Synopsis
Poststructuralist Geographies is the first attempt to draw out and develop the inherent quality that is at the heart of postmodern and poststructuralist perspectives. With expertise in both critical human geography and post-war continental philosophy, the author is able to bring them together in order to fashion a remarkable and thought-provoking introduction to the fundamental difference that space, place, context and milieu make to how we understand and engage with the world and others around us. Authors such as Baudrillard, Deleuze, Derrida, Irigaray, and Lyotard are given a new twist, and the radical consequences are developed across a range of accessible examples, from film to quantum mechanics.
About the Author
Marcus Doel is Research Professor of Human Geography at Swansea University. He is also Fellow of the Royal Geographical Society.
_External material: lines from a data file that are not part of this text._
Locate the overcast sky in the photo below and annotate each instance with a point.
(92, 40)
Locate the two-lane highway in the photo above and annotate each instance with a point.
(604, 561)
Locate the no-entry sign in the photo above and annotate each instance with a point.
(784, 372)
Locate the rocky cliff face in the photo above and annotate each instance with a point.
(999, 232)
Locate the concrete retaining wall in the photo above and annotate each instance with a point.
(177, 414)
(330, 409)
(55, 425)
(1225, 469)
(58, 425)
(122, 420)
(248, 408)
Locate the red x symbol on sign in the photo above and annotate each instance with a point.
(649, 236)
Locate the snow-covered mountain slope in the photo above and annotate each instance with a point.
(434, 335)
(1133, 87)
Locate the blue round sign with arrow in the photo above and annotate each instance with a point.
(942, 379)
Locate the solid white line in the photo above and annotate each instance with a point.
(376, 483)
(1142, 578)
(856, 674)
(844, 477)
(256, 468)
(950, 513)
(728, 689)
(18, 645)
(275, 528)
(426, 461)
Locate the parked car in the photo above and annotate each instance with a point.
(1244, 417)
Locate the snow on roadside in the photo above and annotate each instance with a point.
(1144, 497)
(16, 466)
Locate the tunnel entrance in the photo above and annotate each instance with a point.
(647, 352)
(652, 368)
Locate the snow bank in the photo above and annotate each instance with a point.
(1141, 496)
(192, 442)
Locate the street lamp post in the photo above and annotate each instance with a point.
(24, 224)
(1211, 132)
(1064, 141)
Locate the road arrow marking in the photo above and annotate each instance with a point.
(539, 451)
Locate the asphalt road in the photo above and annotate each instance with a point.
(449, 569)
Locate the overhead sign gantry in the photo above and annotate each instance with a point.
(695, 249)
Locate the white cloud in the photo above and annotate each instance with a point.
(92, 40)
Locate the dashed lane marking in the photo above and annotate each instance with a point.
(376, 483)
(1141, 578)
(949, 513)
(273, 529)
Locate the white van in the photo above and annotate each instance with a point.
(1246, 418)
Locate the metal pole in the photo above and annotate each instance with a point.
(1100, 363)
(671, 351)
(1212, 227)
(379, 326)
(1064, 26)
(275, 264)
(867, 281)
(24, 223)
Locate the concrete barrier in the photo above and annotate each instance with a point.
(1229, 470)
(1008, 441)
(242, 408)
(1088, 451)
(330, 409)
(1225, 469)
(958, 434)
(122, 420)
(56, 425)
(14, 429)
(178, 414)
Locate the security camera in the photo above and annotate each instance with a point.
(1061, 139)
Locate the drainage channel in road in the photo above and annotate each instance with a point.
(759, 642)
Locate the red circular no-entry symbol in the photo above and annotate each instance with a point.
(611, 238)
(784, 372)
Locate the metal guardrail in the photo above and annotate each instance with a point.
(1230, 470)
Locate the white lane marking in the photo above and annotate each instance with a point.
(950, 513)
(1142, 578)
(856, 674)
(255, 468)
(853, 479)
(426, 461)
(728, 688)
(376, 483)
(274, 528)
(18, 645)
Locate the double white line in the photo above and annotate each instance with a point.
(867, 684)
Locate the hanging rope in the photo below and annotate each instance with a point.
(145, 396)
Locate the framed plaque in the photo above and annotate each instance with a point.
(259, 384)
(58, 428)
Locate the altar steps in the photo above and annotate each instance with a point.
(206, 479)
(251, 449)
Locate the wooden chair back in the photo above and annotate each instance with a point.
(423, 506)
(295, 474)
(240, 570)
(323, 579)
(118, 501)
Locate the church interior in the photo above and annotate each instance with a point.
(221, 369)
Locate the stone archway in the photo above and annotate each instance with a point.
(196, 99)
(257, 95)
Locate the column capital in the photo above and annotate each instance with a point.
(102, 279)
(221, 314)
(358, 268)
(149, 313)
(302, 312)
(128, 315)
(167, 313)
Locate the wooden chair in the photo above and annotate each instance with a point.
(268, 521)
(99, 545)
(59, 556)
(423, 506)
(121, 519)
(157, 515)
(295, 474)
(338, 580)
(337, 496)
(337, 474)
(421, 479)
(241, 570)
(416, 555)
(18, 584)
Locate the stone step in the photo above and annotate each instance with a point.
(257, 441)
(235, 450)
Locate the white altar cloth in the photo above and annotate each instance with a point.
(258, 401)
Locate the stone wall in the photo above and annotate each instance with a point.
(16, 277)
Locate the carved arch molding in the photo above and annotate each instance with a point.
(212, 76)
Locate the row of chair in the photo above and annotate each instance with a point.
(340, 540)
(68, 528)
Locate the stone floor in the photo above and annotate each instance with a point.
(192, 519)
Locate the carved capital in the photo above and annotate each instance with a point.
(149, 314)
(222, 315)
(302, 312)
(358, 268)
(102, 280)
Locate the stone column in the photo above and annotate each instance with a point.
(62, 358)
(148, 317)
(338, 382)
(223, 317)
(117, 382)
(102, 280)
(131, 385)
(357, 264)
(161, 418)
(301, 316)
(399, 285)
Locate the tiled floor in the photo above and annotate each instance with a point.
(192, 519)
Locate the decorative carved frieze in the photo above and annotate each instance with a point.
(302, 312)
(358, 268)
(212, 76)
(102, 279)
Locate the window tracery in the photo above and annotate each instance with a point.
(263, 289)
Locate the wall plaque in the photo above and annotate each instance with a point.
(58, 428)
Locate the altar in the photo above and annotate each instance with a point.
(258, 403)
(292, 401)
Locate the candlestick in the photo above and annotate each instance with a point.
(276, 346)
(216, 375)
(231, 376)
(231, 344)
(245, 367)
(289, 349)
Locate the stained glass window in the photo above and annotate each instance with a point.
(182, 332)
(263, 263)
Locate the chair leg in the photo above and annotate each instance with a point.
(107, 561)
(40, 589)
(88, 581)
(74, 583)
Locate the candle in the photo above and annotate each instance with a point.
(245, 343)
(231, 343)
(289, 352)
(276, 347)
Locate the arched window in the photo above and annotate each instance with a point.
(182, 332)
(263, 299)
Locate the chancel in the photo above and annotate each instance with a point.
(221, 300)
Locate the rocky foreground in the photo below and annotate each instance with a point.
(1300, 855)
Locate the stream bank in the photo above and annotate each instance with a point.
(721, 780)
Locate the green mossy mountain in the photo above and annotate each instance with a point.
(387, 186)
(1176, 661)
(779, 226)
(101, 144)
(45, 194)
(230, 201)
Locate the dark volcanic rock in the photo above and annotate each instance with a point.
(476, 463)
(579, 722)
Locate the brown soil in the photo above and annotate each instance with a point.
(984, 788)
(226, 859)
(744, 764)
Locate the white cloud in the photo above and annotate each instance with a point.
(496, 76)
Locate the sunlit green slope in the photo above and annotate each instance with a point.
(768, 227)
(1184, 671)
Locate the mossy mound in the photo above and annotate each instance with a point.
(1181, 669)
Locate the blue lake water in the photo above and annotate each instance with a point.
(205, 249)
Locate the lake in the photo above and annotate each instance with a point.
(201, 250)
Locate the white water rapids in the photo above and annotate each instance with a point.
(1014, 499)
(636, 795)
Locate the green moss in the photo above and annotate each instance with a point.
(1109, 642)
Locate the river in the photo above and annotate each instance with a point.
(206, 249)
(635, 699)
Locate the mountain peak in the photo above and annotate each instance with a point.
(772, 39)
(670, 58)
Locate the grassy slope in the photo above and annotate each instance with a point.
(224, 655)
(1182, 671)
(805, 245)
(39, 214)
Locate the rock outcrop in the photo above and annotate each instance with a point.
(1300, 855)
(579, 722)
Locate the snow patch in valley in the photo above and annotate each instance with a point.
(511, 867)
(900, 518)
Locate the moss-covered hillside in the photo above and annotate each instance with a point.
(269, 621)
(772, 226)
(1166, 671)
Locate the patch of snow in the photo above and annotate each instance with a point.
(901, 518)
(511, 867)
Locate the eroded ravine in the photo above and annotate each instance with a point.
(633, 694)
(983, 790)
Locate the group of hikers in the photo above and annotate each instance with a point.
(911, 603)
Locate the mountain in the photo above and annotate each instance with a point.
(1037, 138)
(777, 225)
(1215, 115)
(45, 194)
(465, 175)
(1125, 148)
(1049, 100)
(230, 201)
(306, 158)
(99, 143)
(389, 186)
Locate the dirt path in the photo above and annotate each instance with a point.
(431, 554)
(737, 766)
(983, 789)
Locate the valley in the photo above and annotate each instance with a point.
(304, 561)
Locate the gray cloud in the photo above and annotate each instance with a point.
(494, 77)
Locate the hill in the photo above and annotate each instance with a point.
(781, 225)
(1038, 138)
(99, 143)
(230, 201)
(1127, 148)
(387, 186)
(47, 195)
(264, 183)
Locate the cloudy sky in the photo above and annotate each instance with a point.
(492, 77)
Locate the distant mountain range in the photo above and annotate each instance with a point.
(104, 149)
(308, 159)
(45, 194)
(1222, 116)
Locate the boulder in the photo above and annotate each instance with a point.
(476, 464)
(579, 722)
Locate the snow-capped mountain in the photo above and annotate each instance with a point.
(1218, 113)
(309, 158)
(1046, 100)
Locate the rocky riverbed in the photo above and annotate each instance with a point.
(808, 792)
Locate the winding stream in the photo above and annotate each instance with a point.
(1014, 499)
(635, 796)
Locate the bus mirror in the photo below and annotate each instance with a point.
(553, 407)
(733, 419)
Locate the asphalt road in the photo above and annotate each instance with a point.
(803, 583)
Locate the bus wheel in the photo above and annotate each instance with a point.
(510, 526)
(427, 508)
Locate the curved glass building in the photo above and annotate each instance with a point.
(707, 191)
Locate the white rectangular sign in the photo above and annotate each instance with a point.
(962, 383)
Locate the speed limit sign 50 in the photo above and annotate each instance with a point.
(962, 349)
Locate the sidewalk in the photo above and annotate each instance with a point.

He is the author of Geographies of Violence: Killing Space, Killing Time (Sage, 2017), Poststructuralist Geographies: The Diabolical Art of Spatial Science (EUP, 1999) and Writing the Rural: Five Cultural Geographies (Paul Chapman, 1994). He is co-editor of Jean Baudrillard: Fatal Theories (Routledge, 2009), Moving Pictures/Stopping Places: Hotels and Motels on Film (Lanham, 2009), The Consumption Reader (Routledge, 2003), Dynamic Asia: Business, Trade, and Economic Development in Pacific Asia (Avebury, 1998) and Fragmented Asia: Regional Integration and National Disintegration in Pacific Asia (Avebury, 1996).